By "booted 64-bit", you mean running a 64-bit kernel. It doesn't matter if
you're running the 32-bit or 64-bit kernel from a userspace app's point of
view - 32-bit and 64-bit userspace apps can run on either kernel. All Apple's
apps that ship with Snow Leopard are 64-bit (Safari included). A 64-bit Flash
would run in 64-bit on all Intel 64-bit capable systems regardless of kernel -
reducing memory footprint, because the 32-bit frameworks, currently loaded to
service 32-bit Flash* would not need to be loaded into RAM any more.

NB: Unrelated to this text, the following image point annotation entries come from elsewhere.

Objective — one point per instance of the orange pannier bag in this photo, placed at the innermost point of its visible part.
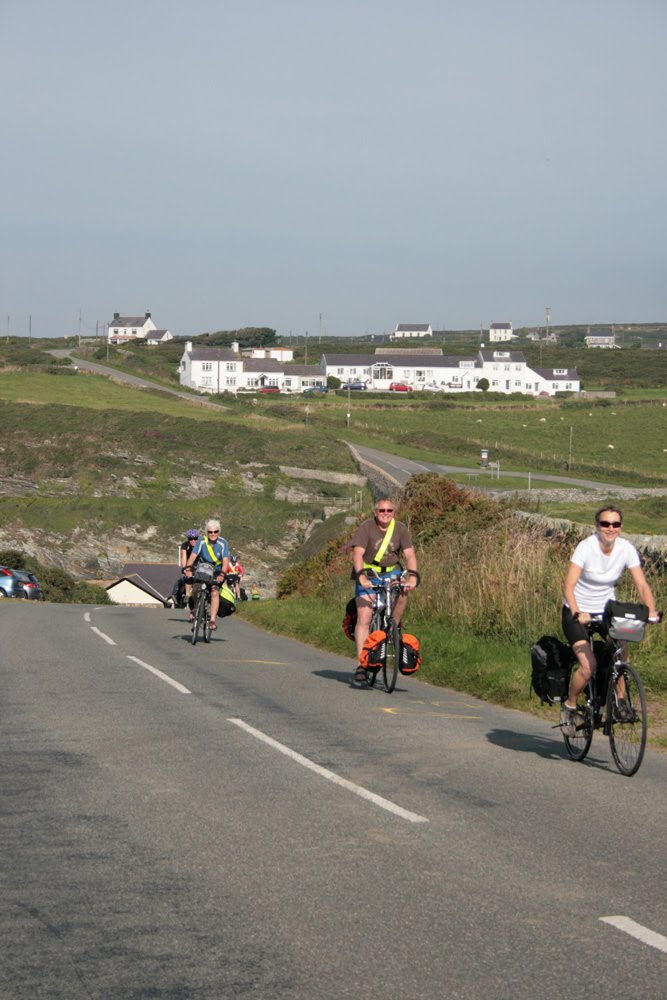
(374, 650)
(410, 661)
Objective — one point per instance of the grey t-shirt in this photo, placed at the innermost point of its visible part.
(369, 535)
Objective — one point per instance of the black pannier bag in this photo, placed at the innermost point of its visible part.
(626, 621)
(551, 662)
(350, 619)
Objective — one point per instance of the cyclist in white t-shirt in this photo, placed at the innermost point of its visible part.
(595, 567)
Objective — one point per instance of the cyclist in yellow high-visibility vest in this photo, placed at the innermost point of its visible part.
(377, 545)
(215, 550)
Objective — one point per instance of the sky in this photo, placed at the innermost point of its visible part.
(331, 168)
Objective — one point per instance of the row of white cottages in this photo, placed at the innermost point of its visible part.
(215, 370)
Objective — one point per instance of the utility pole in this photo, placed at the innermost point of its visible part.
(569, 457)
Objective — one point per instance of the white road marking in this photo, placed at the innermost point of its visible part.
(330, 776)
(158, 673)
(102, 635)
(636, 930)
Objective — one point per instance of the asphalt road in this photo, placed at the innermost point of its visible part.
(400, 469)
(263, 829)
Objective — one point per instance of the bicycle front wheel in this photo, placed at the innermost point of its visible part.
(578, 745)
(377, 622)
(626, 720)
(200, 612)
(392, 657)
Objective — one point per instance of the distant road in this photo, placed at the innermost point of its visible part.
(136, 381)
(400, 469)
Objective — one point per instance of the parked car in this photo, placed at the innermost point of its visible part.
(16, 583)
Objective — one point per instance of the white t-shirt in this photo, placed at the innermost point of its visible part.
(599, 572)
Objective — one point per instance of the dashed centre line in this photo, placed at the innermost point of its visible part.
(330, 775)
(163, 677)
(102, 635)
(637, 931)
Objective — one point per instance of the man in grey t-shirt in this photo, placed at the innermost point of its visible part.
(367, 542)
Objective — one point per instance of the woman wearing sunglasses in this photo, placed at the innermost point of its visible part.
(377, 545)
(596, 565)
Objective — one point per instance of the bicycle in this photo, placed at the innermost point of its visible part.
(203, 577)
(386, 594)
(598, 708)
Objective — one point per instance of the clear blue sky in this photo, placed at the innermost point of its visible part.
(260, 163)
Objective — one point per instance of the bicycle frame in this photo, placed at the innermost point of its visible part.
(386, 593)
(622, 717)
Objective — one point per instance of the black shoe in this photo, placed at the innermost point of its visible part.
(568, 720)
(622, 711)
(360, 676)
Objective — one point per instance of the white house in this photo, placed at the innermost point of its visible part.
(601, 338)
(279, 353)
(125, 328)
(552, 380)
(144, 583)
(411, 331)
(506, 372)
(157, 337)
(223, 369)
(501, 332)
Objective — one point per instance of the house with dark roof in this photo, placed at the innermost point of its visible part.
(127, 328)
(144, 583)
(225, 369)
(505, 371)
(602, 337)
(411, 331)
(501, 332)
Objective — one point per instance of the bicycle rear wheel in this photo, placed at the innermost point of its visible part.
(627, 729)
(578, 745)
(392, 656)
(200, 611)
(377, 622)
(206, 624)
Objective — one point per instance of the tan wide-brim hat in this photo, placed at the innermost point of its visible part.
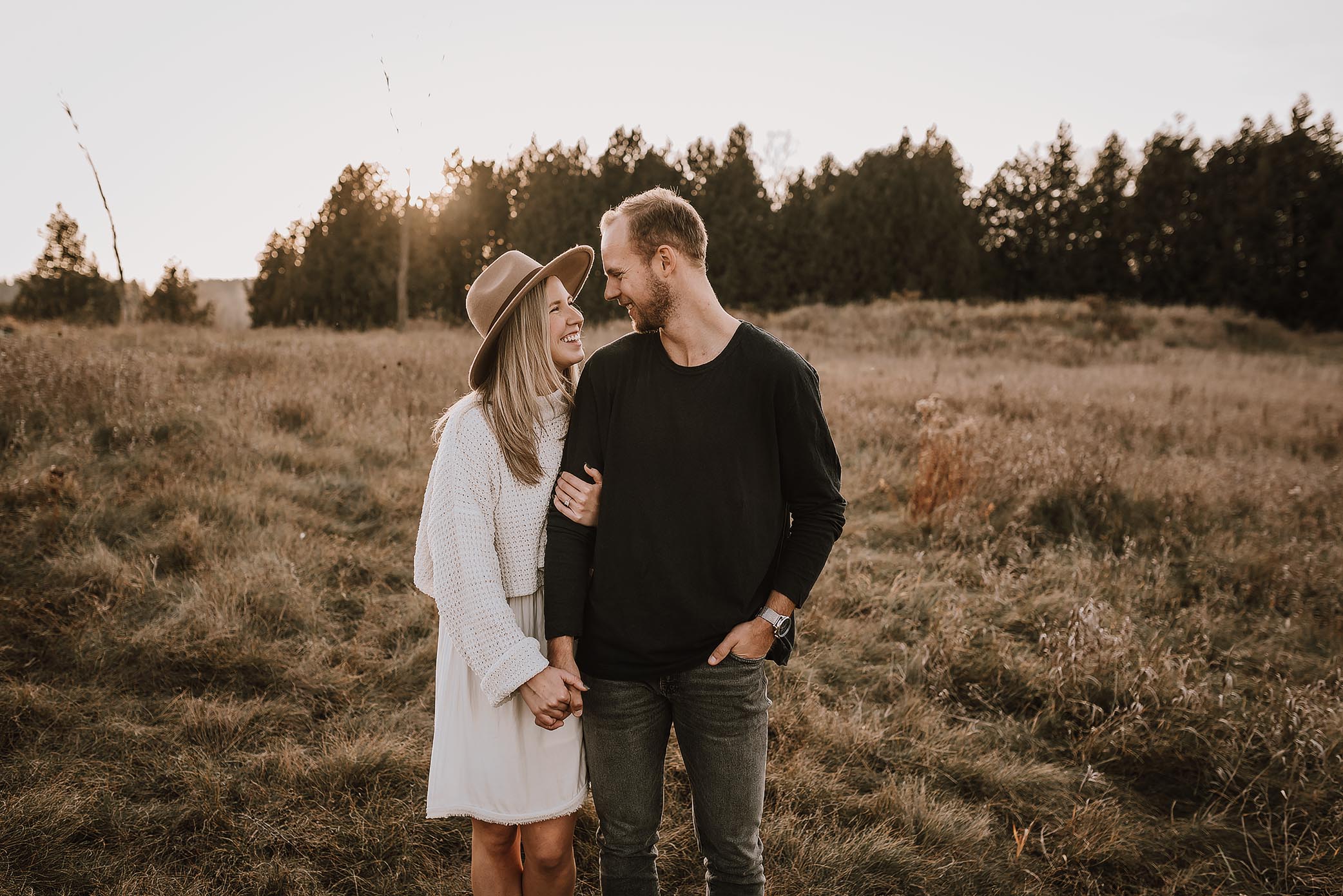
(503, 284)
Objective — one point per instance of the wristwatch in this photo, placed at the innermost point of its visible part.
(780, 622)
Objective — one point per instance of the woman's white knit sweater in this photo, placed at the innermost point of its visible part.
(483, 540)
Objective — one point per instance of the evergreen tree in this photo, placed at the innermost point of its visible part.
(348, 277)
(1172, 240)
(175, 300)
(1059, 274)
(744, 258)
(1103, 241)
(272, 297)
(66, 284)
(1014, 225)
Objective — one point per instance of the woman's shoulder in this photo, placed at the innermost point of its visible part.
(465, 429)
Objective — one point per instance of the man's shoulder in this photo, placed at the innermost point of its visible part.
(768, 348)
(618, 351)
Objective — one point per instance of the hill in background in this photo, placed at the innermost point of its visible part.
(229, 296)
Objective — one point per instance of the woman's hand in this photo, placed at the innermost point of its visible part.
(577, 499)
(547, 695)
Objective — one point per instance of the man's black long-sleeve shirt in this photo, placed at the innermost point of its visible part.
(701, 469)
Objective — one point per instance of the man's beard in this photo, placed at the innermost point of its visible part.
(653, 316)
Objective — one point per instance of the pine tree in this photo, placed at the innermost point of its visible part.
(175, 300)
(1103, 242)
(66, 284)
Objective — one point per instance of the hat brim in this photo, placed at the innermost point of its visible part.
(572, 266)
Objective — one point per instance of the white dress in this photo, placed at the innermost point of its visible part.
(478, 554)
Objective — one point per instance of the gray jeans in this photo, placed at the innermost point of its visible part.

If you're interested in which userspace apps you run are 32-bit vs 64-bit,
Activity Monitor has a "Kind" column - or in 'top' in the terminal, the 32-bit
apps will have a '-' before their name.

The 'extensions' you refer to are kernel extensions. By default, Snow Leopard
still runs, on all systems, with a 32-bit kernel. A 64-bit kernel is available
(and will presumably be the default in the future), but most third-party
kernel extensions are shipped only in 32-bit form. Unlike userspace apps,
32-bit kernel extensions can't be run in the 64-bit kernel, so Apple still
uses the 32-bit kernel by default so that people's kernel extensions will
still work.

* and iTunes if you're running it, but that's another story...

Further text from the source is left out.